Strider’s also not the type of game that I’d personally replay, despite it being chock-full of unlockables and alternative paths for exploration once Hiryu is fully upgraded. This doesn’t bother me in the slightest. Replay value is a conditional thing, essential in some games but more or less irrelevant in others, and Strider delivers one absolutely fantastic first playthrough – with plenty of meat for those that really want to keep on slicing.
Both the audio and visual design does a great job of making this look and sound every inch 2014’s game, and of course it is, while either re-mixing elements of the original or – in some cases – just saying to hell with it and letting the original take over for a second. There’s an enemy in the underground and, while my memory may be a little hazy on this, the sound effects for one short sequence seem to be the originals reproduced exactly. It’s only a moment, easily missed, but it’s emblematic of the lovely touches throughout that mark this out as a real labour of love.

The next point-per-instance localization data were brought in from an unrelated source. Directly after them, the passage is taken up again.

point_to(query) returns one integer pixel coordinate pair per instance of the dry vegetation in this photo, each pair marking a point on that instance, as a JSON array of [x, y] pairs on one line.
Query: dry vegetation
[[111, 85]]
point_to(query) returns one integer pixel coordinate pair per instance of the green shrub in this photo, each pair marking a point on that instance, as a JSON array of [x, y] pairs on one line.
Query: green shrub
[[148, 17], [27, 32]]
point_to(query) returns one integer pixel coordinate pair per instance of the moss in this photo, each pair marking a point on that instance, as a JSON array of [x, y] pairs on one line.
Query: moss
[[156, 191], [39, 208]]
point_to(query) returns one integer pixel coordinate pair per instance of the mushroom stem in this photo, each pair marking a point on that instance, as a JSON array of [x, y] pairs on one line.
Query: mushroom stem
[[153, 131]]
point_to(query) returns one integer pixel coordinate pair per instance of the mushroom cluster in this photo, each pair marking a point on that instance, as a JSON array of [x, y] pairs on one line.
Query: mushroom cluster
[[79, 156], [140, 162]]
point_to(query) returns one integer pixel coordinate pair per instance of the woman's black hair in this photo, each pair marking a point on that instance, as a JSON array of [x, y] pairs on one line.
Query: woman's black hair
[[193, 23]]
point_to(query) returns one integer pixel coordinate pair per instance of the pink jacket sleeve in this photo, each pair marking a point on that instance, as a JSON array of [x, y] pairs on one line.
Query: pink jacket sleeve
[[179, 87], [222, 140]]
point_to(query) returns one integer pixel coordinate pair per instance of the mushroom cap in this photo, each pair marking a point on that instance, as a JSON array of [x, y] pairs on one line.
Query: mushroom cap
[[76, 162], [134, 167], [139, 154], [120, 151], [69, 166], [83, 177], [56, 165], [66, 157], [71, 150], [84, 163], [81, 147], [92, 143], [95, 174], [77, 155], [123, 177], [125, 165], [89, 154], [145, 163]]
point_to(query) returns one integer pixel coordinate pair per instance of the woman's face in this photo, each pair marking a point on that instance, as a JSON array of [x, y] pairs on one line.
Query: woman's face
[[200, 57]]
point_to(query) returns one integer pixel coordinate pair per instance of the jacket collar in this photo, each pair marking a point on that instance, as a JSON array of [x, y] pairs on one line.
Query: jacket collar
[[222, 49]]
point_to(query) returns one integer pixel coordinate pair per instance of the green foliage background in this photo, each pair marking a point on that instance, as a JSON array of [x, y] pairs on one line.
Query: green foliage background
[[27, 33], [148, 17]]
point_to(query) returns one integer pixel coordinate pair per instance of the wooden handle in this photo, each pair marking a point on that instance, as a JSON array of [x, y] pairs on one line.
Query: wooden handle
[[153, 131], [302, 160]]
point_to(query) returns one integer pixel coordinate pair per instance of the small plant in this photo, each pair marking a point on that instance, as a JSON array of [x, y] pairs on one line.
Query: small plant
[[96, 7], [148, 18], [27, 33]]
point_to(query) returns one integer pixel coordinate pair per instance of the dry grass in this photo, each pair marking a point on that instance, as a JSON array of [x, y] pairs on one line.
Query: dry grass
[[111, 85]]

Strider’s not really the kind of game the cognoscenti get excited about. It won’t be winning any awards or the subject of a load of thinkpieces, and that’s because it’s nothing more than a simple design executed near-flawlessly. It’s limited in the same sense that a cat is limited by not being a dog. Strider is a great game and it gets me totally pumped; it looks incredible, sounds amazing, and is tonnes of fun. If I ruled the world this would be on billboards, and they would say very simply: STRIDER’S BACK.